The Latest on developments in Syria (all times local):

9 p.m.

Russia says it will host Syrian talks next month aimed at reaching a political settlement.

Alexander Lavrentyev, the head of Russia's delegation at the talks between the Syrian government and the opposition in Kazakhstan's capital, Astana, said the so-called Congress of National Dialogue will be held in Sochi on Nov. 18.

Lavrentyev said Tuesday in remarks carried by Russian news agencies that the gathering should bring together representatives of various opposition factions. He said they could discuss efforts to draft a new constitution and prepare parliamentary and presidential elections under U.N. monitoring.
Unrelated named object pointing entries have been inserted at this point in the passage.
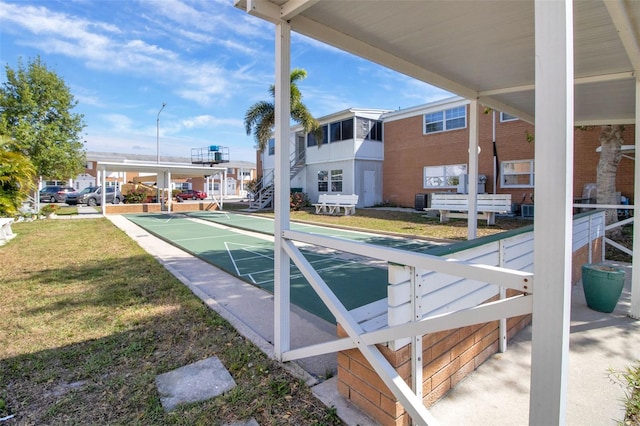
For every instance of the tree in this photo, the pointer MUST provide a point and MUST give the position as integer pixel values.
(35, 108)
(16, 178)
(260, 118)
(610, 155)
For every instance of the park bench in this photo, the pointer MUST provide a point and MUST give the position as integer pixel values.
(5, 230)
(452, 205)
(332, 203)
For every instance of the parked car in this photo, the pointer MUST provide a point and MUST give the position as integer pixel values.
(190, 194)
(80, 197)
(54, 193)
(112, 195)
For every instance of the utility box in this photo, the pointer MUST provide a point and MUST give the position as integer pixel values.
(423, 201)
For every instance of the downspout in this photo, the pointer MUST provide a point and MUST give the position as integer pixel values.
(495, 153)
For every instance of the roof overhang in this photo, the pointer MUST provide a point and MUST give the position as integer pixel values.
(177, 170)
(480, 49)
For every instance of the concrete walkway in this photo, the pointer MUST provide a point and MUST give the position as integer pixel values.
(496, 394)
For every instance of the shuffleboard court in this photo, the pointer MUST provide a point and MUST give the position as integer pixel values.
(266, 225)
(249, 255)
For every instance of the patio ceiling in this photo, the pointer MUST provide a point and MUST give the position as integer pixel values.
(480, 49)
(178, 171)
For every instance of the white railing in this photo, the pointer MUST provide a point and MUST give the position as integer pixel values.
(628, 220)
(417, 304)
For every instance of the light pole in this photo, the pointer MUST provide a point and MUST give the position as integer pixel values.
(158, 198)
(164, 104)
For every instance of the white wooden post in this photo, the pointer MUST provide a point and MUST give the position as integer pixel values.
(170, 191)
(472, 221)
(103, 184)
(416, 340)
(554, 194)
(282, 290)
(634, 312)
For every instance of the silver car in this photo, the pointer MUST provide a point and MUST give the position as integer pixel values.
(112, 195)
(54, 193)
(79, 197)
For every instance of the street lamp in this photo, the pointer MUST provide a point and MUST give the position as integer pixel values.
(164, 104)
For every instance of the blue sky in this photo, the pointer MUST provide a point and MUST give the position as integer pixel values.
(207, 60)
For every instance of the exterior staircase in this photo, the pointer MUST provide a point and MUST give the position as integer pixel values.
(264, 197)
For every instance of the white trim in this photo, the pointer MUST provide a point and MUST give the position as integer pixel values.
(424, 109)
(554, 193)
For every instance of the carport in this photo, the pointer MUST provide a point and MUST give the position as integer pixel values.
(164, 172)
(555, 63)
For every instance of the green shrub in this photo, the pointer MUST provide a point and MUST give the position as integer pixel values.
(298, 200)
(629, 380)
(135, 196)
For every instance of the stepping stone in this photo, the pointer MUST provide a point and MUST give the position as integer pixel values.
(194, 382)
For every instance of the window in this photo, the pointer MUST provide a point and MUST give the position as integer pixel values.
(447, 176)
(517, 174)
(341, 130)
(336, 132)
(450, 119)
(507, 117)
(347, 129)
(336, 180)
(369, 129)
(311, 139)
(323, 181)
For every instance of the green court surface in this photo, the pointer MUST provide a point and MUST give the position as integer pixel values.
(250, 256)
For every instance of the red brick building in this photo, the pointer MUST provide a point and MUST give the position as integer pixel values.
(426, 148)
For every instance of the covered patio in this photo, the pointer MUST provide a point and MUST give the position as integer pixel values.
(164, 173)
(557, 64)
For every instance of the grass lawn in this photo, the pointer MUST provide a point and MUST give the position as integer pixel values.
(90, 319)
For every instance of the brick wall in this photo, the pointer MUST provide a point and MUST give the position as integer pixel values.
(448, 357)
(407, 151)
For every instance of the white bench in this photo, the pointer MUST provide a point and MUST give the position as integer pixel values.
(5, 230)
(332, 203)
(453, 205)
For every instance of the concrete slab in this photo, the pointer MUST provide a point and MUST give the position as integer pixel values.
(195, 382)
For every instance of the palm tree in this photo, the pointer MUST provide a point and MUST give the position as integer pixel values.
(16, 178)
(611, 141)
(260, 117)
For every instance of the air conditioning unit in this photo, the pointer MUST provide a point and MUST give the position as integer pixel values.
(526, 210)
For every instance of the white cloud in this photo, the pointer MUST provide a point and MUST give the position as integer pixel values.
(208, 121)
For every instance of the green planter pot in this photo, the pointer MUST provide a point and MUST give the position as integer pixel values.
(602, 286)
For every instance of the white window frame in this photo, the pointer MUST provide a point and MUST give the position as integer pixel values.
(334, 177)
(443, 176)
(504, 174)
(505, 117)
(444, 120)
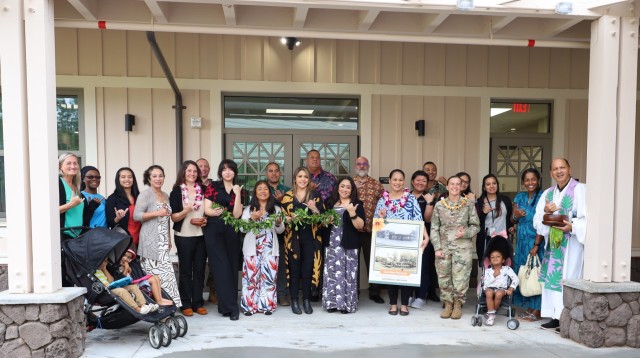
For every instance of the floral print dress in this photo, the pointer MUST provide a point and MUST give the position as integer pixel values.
(259, 275)
(340, 284)
(162, 267)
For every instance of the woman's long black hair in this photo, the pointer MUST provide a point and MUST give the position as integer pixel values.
(119, 191)
(484, 194)
(537, 174)
(255, 203)
(335, 195)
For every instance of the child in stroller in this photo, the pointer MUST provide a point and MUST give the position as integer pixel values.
(137, 302)
(149, 283)
(494, 292)
(496, 283)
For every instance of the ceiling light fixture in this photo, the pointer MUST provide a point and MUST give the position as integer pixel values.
(464, 5)
(290, 42)
(564, 8)
(289, 111)
(496, 111)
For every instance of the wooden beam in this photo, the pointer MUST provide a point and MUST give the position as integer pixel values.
(159, 11)
(229, 14)
(433, 21)
(300, 16)
(87, 8)
(367, 18)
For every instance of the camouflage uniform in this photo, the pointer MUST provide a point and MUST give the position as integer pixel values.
(455, 268)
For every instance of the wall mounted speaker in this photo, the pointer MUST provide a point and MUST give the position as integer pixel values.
(129, 122)
(420, 127)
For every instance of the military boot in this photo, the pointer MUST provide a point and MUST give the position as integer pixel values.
(448, 308)
(457, 310)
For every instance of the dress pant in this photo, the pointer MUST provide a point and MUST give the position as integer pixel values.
(365, 241)
(223, 249)
(281, 285)
(427, 280)
(405, 292)
(192, 256)
(302, 268)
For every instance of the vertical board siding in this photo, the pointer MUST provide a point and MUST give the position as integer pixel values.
(139, 55)
(66, 51)
(477, 62)
(435, 61)
(518, 67)
(539, 67)
(497, 74)
(412, 63)
(576, 137)
(187, 56)
(89, 53)
(456, 69)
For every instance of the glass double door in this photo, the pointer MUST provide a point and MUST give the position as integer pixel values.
(252, 153)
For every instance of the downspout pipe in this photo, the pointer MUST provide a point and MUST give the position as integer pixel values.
(178, 107)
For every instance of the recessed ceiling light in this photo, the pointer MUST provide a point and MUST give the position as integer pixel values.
(496, 111)
(289, 111)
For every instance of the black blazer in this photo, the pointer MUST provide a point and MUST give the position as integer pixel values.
(482, 239)
(175, 200)
(117, 202)
(350, 238)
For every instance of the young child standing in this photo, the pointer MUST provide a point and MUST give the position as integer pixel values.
(139, 304)
(496, 284)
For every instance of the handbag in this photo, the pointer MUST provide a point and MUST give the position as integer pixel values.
(528, 276)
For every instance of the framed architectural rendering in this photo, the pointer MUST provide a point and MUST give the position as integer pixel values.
(395, 252)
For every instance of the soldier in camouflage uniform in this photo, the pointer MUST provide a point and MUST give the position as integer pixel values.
(454, 223)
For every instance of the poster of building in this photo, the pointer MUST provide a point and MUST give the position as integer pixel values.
(395, 252)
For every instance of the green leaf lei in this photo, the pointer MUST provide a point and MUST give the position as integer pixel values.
(300, 218)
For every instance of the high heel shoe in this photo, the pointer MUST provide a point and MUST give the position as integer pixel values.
(306, 305)
(295, 306)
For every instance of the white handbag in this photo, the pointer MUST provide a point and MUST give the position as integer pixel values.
(528, 276)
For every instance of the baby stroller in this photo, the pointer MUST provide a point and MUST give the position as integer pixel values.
(506, 307)
(82, 256)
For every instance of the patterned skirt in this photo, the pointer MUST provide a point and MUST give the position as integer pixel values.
(259, 277)
(340, 284)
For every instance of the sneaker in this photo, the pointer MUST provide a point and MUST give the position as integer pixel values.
(145, 309)
(417, 303)
(554, 323)
(490, 319)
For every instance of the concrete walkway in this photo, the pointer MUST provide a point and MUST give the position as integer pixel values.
(370, 332)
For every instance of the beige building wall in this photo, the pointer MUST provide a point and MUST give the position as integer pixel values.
(449, 86)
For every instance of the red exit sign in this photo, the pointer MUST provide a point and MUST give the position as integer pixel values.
(521, 107)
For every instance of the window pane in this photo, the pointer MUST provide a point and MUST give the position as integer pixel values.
(291, 113)
(518, 117)
(68, 131)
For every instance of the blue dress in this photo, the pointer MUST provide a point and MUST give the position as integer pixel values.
(526, 238)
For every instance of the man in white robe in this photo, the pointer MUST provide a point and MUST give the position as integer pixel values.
(566, 197)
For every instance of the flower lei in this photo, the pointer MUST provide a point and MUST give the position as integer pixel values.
(393, 207)
(300, 218)
(454, 207)
(197, 200)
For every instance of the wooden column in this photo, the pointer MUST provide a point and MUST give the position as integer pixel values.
(16, 158)
(43, 144)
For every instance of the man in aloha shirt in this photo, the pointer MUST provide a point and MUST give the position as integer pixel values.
(321, 180)
(369, 192)
(278, 190)
(435, 185)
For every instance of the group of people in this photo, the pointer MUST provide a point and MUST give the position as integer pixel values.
(289, 255)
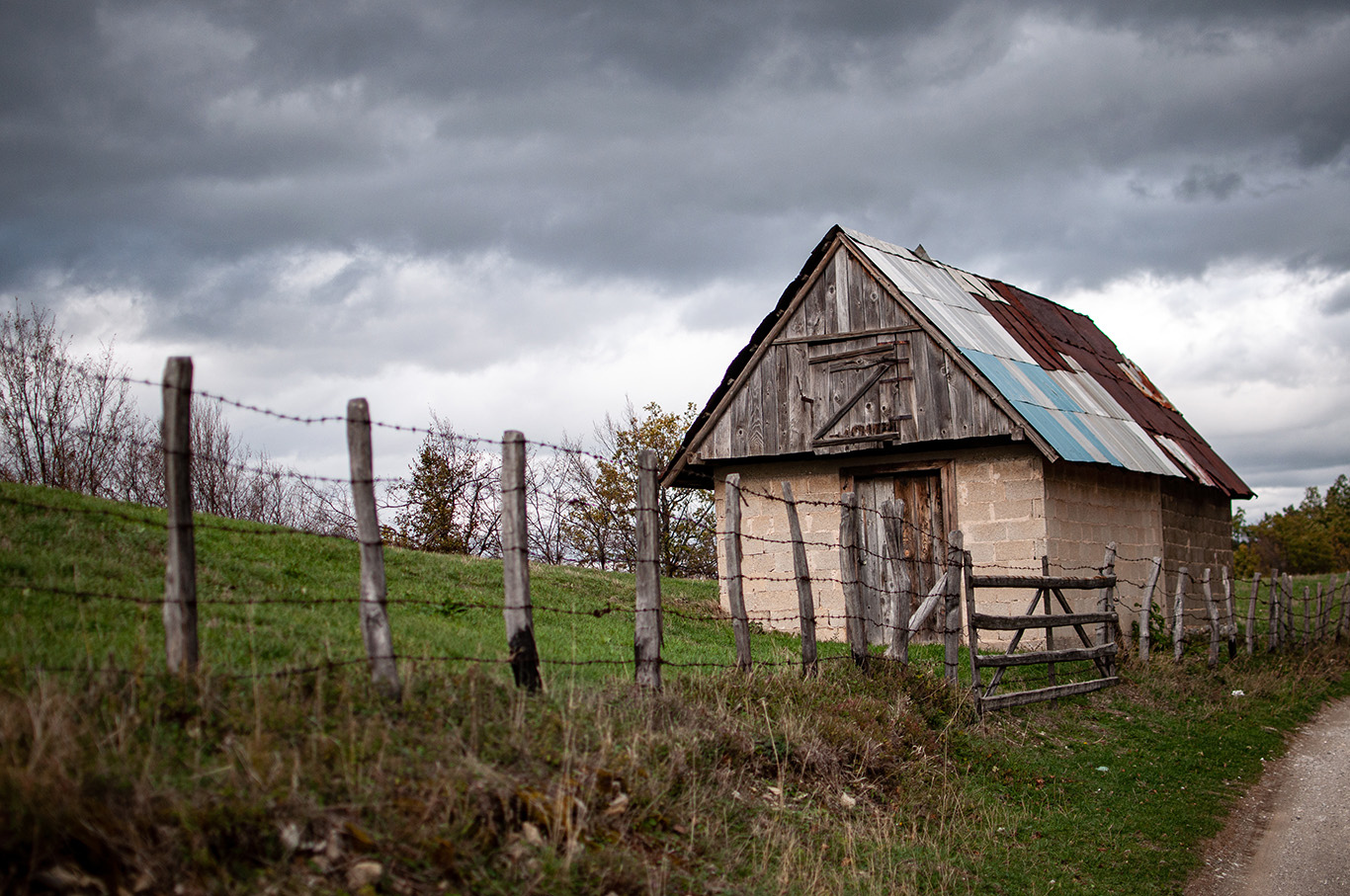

Lavrentyev urged the armed opposition to attend the forum in Sochi and "take part in searching for ways of political settlement."

Syria's U.N. Ambassador Bashar al-Ja'afari said his government is ready to participate.


6 p.m.

The Russian military says that one of its submarines has launched cruise missiles at the Islamic State group in eastern Syria.

The Defense Ministry said that the Veliky Novgorod submarine on Tuesday launched three cruise missiles at IS facilities in the province of Deir el-Zour.

It said in a statement the missiles destroyed IS command facilities, fortified positions and an ammunition depot near the town of Abu-Kemal. The ministry said that it was the fourth time in two months that the submarine fired missiles at IS positions in Syria.

The Russian military has backed the Syrian army offensive in eastern Syria with intensive airstrikes and cruise missile launches


1:09 p.m.

Syrian activists say at least four children have been killed when government shelling hit their school in a rebel-held town outside the capital Damascus.

The Ghouta Media Center and the Syrian Observatory for Human Rights say a shell landed Tuesday at the gate of a school in Jisreen, a town in the Eastern Ghouta suburbs of Damascus. The shelling killed five, including four children, and left many injured.

Residents of the Eastern Ghouta suburbs have been living under a suffocating government blockade amid intense bombings. The violence and siege have continued even though the suburbs are part of a de-escalation agreement guaranteed by Syrian government backers Russia and Iran.

On Monday, the United Nations said it reached thousands of the suburbs residents for the first time in over a month.